30.11.11

Remembering the season's purpose

What are the most important gifts you've received in your lifetime?

Every Christmas Eve of my childhood, I lulled myself to sleep with memories of all the Christmas mornings I could recall.  I pictured my parents as they urged my sisters and I into our bathrobes and slippers.  My mother stayed with us at the top of the stairs while my father turned on the Christmas tree lights.  At last our parents let us rush downstairs and take down our stockings.  After we discovered the candy canes with their handmade stick horse head covers, my parents made us sit down and take turns opening our presents one by one.  Later I understood this meant we could appreciate each other's gifts and not just focus greedily on our own.

I continued my Christmas Eve ritual well into my teens, until my childhood Christmases blurred together.  Certain exceptional holiday mornings stood out, like the Christmas my sisters and I got a gift that did not fit under the tree:  Freckles, our first pony.  Difficult to gift wrap something with four legs!  (Especially a creature as hard to catch as Freckles turned out to be.)

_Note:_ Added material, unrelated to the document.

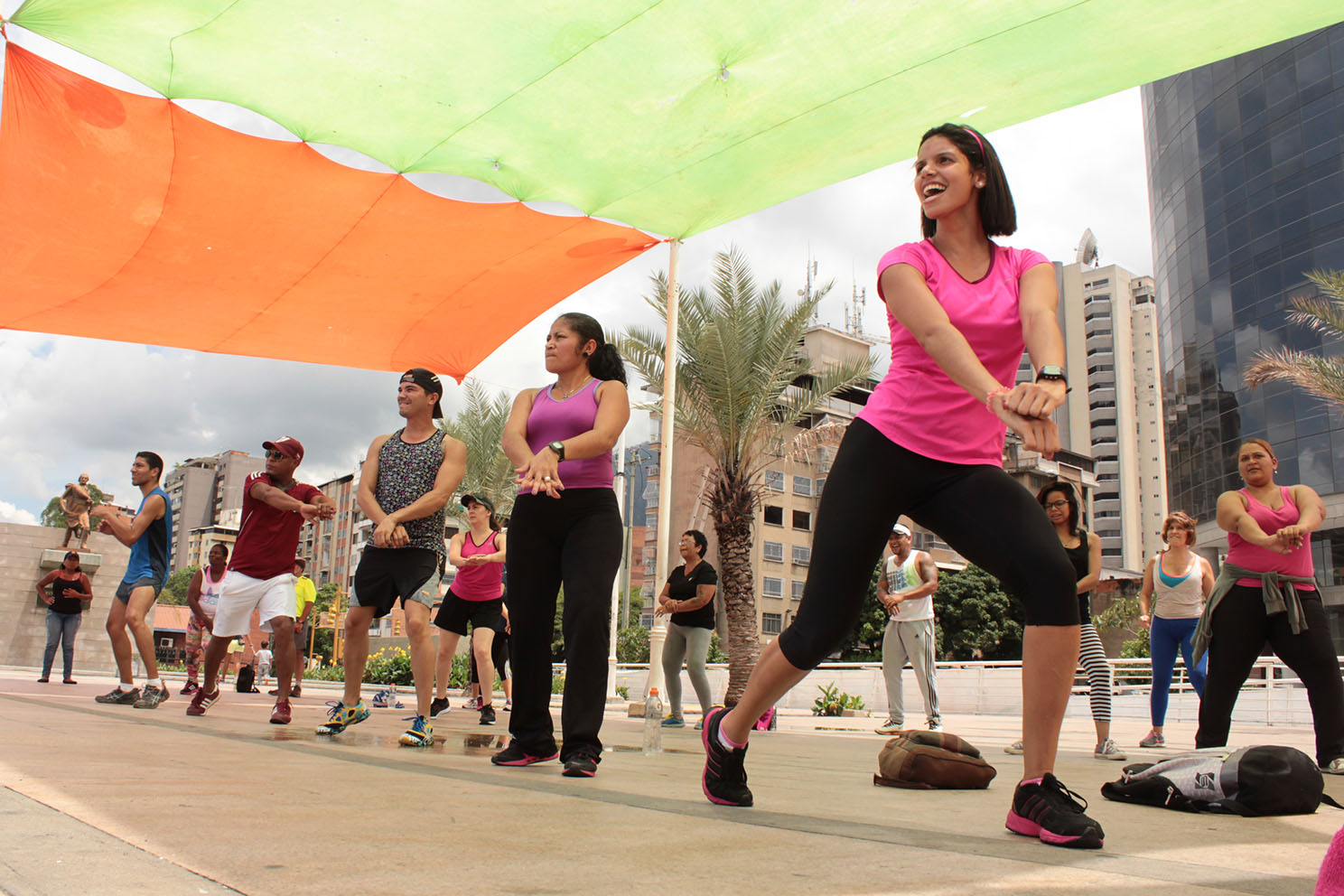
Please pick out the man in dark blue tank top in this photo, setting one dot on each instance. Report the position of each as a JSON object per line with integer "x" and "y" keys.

With Love is the Thread just beginning its second week of publication, you may expect me to feel most grateful for the gift of becoming a published author.  Yes, that gift is very close to the top of my list.  But as the seasons shift toward autumn into winter and the longest night of the year approaches, I'm contemplating gifts I've received that cannot be wrapped any easier than Freckles.  The gift of Kristine's friendship, which inspired me to write Love is the Thread.  The gift of every relationship that brought me to her door in the first place, and all the friends who have grown into my life because of Kristine.

The gift that allows me to string words together, and the thoughts and emotions they represent.  The gift of sharing those words with you.